AMD is asking $450 for their Ryzen 7 5800X, which is $100 less than the 12-core 5900X. Right now, the Ryzen 7 3800X retails for $340 (with a heatsink), and the 3800XT is $380 (without a heatsink). This makes the Ryzen 7 5800X kind of expensive for what it offers even with the incredible performance gains are taken into account. If you are willing to live with slightly lower performance, the latter offer better performance per dollar. It might also be worth looking for a used 3900X that an upgrader wants to unload at reduced pricing.

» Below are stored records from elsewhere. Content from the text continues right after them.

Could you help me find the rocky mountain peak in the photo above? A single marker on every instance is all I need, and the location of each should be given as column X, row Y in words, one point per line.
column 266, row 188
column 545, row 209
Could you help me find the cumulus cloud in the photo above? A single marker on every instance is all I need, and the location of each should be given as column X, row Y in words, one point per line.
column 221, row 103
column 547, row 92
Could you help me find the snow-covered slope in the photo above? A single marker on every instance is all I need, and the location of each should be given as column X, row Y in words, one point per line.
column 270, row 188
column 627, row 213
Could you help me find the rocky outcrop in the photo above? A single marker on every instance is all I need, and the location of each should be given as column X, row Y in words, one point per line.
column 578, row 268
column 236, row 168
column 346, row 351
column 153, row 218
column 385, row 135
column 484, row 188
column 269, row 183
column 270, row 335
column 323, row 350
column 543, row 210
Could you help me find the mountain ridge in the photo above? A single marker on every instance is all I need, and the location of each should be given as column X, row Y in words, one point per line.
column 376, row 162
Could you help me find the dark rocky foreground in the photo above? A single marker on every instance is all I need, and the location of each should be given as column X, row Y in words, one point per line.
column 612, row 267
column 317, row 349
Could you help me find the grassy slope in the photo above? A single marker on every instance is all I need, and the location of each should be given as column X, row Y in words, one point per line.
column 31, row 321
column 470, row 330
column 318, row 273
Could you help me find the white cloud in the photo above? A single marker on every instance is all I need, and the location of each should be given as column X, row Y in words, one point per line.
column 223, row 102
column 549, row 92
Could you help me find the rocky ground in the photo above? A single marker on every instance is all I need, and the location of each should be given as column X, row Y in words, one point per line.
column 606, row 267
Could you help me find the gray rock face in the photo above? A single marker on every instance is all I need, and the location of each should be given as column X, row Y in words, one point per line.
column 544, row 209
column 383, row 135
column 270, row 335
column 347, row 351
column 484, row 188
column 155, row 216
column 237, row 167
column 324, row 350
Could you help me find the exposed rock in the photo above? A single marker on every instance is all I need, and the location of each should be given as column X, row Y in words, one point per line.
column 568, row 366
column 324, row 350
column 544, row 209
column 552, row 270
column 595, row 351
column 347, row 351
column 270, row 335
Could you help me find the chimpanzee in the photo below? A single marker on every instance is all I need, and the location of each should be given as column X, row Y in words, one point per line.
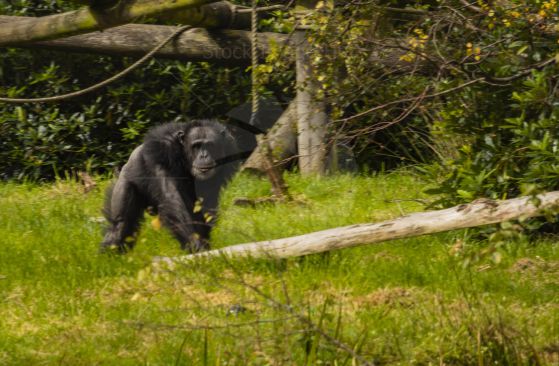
column 177, row 165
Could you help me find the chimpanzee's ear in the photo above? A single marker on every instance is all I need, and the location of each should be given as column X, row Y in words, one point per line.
column 180, row 137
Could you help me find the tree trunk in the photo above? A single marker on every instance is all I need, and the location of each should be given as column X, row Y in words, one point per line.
column 311, row 114
column 282, row 139
column 478, row 213
column 89, row 19
column 230, row 47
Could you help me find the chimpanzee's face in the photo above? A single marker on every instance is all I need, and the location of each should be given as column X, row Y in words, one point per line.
column 205, row 149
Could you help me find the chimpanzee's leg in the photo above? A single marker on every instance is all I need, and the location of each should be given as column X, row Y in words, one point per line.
column 175, row 210
column 124, row 208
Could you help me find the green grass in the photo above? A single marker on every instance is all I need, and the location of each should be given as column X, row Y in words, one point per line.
column 412, row 301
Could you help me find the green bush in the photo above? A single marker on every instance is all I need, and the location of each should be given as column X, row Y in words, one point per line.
column 97, row 131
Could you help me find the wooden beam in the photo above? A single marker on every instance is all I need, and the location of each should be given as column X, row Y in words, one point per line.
column 89, row 19
column 228, row 47
column 312, row 119
column 478, row 213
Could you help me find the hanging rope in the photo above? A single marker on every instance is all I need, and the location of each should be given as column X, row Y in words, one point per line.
column 254, row 56
column 106, row 82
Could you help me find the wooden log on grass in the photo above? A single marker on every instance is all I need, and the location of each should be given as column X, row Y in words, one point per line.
column 478, row 213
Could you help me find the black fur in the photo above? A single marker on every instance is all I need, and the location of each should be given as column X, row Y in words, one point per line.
column 167, row 174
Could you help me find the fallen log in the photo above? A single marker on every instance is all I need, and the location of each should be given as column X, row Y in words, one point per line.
column 230, row 47
column 89, row 19
column 478, row 213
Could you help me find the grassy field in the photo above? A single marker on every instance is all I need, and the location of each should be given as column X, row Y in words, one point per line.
column 427, row 300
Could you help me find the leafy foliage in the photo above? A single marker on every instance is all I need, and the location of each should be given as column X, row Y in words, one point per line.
column 97, row 131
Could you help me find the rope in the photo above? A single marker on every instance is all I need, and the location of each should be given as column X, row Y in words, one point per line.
column 116, row 77
column 254, row 56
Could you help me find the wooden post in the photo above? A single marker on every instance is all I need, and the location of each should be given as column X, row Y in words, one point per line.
column 311, row 114
column 282, row 141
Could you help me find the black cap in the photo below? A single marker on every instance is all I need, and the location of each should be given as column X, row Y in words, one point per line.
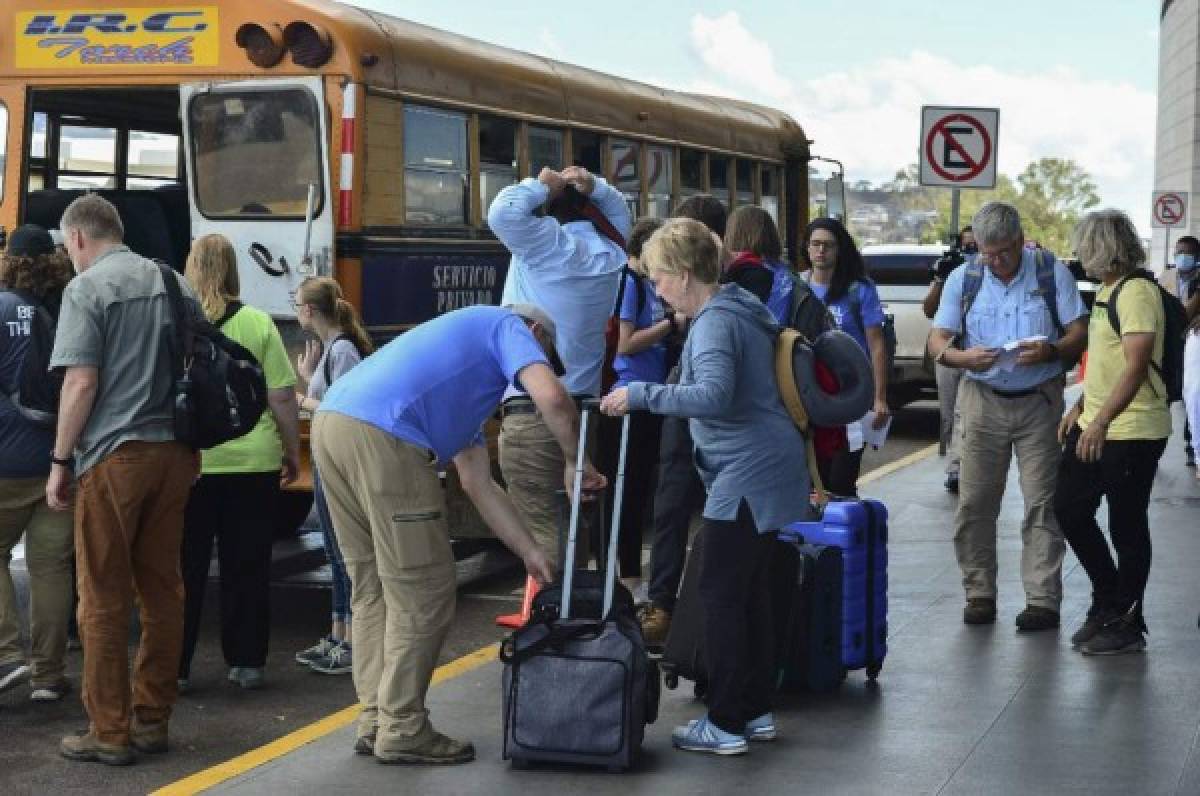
column 29, row 240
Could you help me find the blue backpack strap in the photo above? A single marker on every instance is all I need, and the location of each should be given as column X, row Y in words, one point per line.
column 1048, row 287
column 972, row 282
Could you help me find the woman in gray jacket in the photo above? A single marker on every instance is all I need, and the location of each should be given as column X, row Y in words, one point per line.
column 751, row 460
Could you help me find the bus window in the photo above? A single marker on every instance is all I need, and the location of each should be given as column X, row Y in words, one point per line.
column 37, row 153
column 255, row 153
column 744, row 180
column 771, row 191
column 691, row 172
column 587, row 147
column 497, row 156
column 435, row 166
column 625, row 172
column 660, row 165
column 719, row 178
column 151, row 160
column 4, row 145
column 545, row 149
column 87, row 157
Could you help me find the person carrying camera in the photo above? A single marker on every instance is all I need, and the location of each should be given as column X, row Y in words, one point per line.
column 565, row 265
column 965, row 247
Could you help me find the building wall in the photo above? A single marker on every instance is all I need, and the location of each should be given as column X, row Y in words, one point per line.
column 1177, row 145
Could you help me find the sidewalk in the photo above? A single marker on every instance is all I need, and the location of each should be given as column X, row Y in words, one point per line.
column 958, row 710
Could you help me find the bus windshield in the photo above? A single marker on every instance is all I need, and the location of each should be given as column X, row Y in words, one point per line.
column 255, row 153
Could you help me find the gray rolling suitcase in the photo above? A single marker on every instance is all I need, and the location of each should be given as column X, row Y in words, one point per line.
column 579, row 684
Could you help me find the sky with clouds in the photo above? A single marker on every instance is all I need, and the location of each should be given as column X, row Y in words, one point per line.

In the Ryzen 5800X performance range, Intel isn't offering much that can hurt the 5800X, only the overpriced Core i9-10900K. If you can live with lower application performance, the Core i7-10700K at $380 could be an option. Other than the obvious cost savings, you might end up losing on Intel's higher platform cost, I'm not really convinced.

I would say the 5800X is around $50 too expensive for what I would consider fair, but supply of the new AMD Zen 3 processors will be fairly limited for the foreseeable future. So if things are anything like the NVIDIA Ampere launch, people won't care much about pricing and will pay almost anything to have one of these new CPUs.